What you saw in Fury Road, Angry says, was anything but personal for Furiosa. Immortan Joe was never that guy. He was just the guy in the way. And the “type” part is perhaps the most important.

from left: Nathan Jones as Rictus Erectus and Hugh Keays-Byrne as Immortan Joe stand surrounded by War Boys and huge vehicles in Mad Max: Fury Road.

Photo: Jasin Boland/Warner Bros. Pictures via Everett Collection

The conversation that immediately revolves around Fury Road was about Immortan Joe as a wasteland illustration of the death cult of capitalism and toxic masculinity. His very recognizable philosophy reduces all non-elites to things – women to wives (sex slaves, forcibly impregnated) or mothers (enslaved to produce breast milk for food) and men to war boys (emphasis on Boys), interchangeable cannon fodder, addicted to the lie that they can find meaning in violence only for the True Leader.

All of this was underlined by the emasculating nature of Furiosa’s rebellion. After all, to paraphrase a country-and-western song, she has hurt him in the most devastating way that can be inflicted on a man, by stealing his wife (wives), his money (water), his car (the implements of war), and perhaps even his dog (Nicholas Hoult’s hapless character Nux, if we want to stretch the metaphor a little).

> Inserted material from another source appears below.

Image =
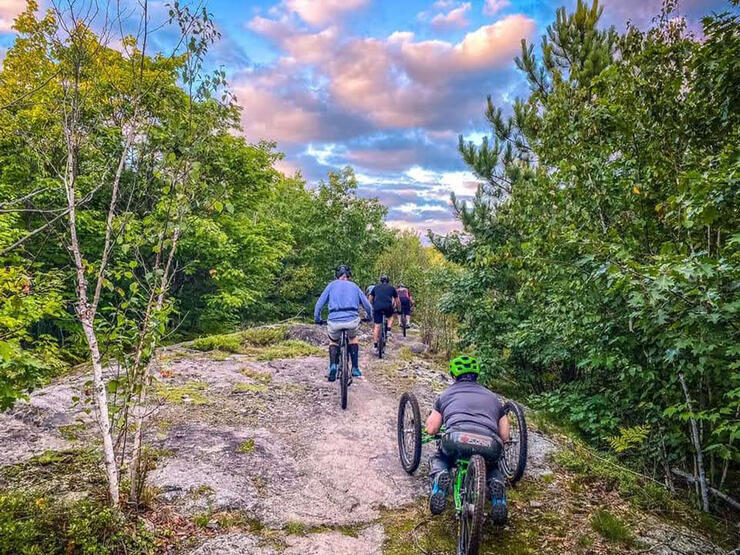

Immortan Joe is an electrifying villain and Angry doesn’t exactly skimp on him! A scene contrasting Dementus’ shaky appeal to mass self-interest with the unshakeable faith created by Joe’s death cult propaganda is among the film’s scariest. But there’s an eternal risk in presenting such an operatic villain who also represents such a wide-ranging theme. If you’re not careful, there’s also the danger of them seeming powerful and capable enough to claim villain status, and they seem ambitious. You may as well turn around to so that they look cool.

That’s why it’s so damn smart of Angry to put the final nail in the coffin of Joe’s emasculation by stating that Fury Road‘s feeling of personal conflict was entirely directed at Joe – at be Fear and be Vulnerability, not with Furiosa. He is not even important to the woman who castrated him.

In a cliché reversal for the cinema age, Immortan Joe was for Furiosa Tuesday only.